New AI camera for faster, more efficient image classification

Stanford engineers combine two types of computers to create a faster and less energy-intensive image processor for use in autonomous vehicles, security cameras, and medical devices.

A Stanford-designed hybrid optical-electrical computer designed specifically for image analysis could be ideal for autonomous vehicles
A Stanford-designed hybrid optical-electrical computer designed specifically for image analysis could be ideal for autonomous vehicles. (Image credit: Andrey Suslov / Getty Images)

Scientists at the Stanford University have invented a new type of the AI camera that can classify images faster and more energy efficient. This camera is expected to get installed on the devices themselves, something that is impossible currently.

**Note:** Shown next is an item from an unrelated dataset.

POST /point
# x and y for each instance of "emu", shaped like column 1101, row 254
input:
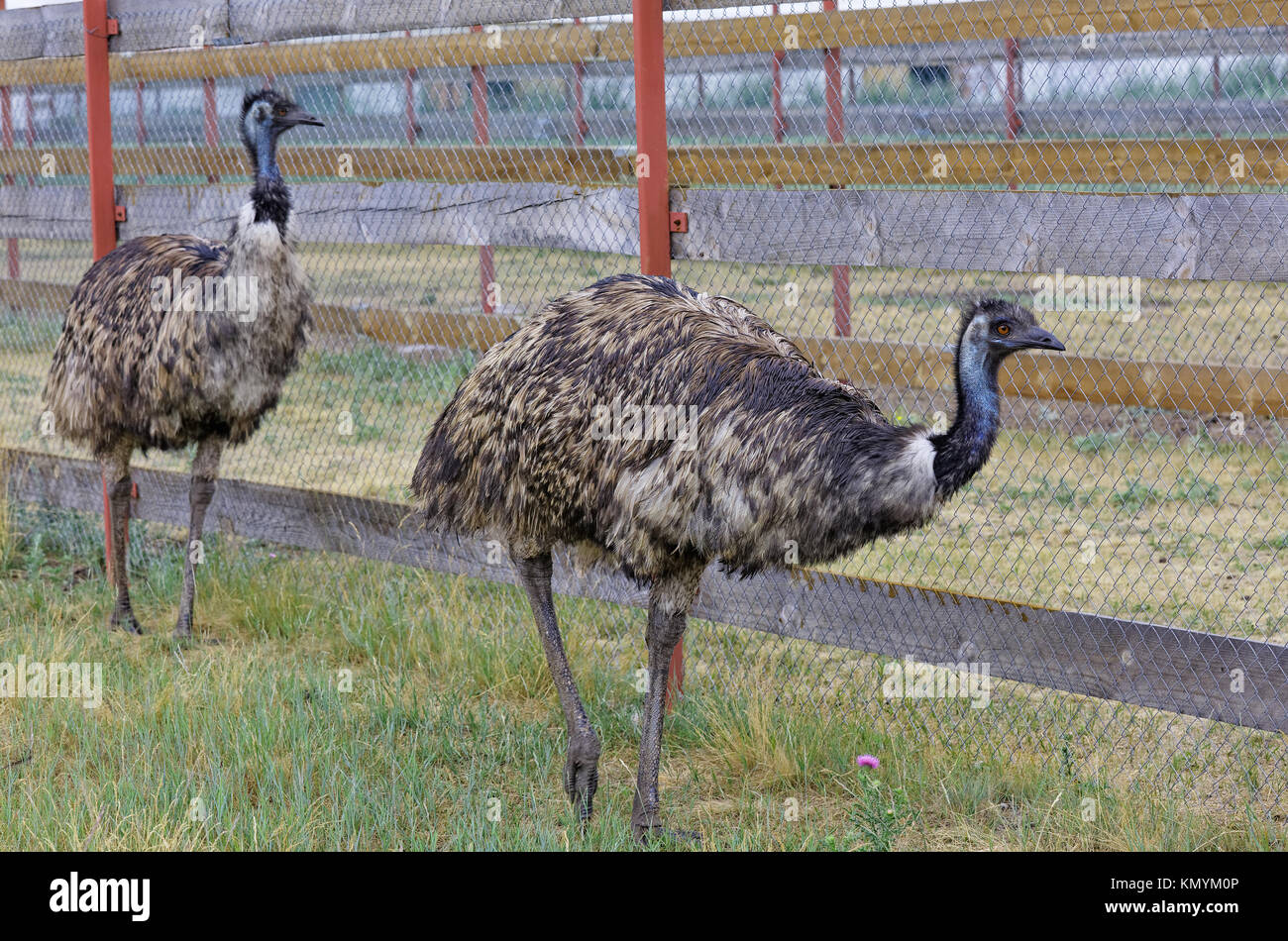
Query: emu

Scientists developed a technology by marrying two kinds of computers into one, making a mixture of optical-electrical computer composed particularly for image analysis.

The use of optical computer enables technology to do not use power-intensive mathematics of digital computing. It operates by physically preprocessing image data, filtering it in multiple ways that an electronic computer would otherwise have to do mathematically.

On the other hand, the second layer is a traditional digital electronic computer. Scientists additionally have outsourced some of the math of artificial intelligence into the optics.

The outcome is significantly fewer estimations, fewer calls to memory and far less time to finish the procedure. Having jumped these preprocessing steps, the rest of the investigation continues to the computerized computer layer with a significant head begin.

In terms of speed and precision, the system competes with existing electronic-only computing processors, but with substantial computational cost savings. Scientists noted that the system can one day be miniaturized to fit in a handheld video camera or an aerial drone.

Scientists now presently taking a gander at approaches to influence the optical part to do much a greater amount of the preprocessing. In the long run, their small, faster technology could supplant the trunk-size computers that presently encourage cars, drones, and different advances figure out how to perceive their general surroundings.

Other co-authors include Stanford doctoral candidate Vincent Sitzmann and two researchers from King Abdullah University of Science and Technology, Saudi Arabia.

The work was published in the August 17 Nature Scientific Reports.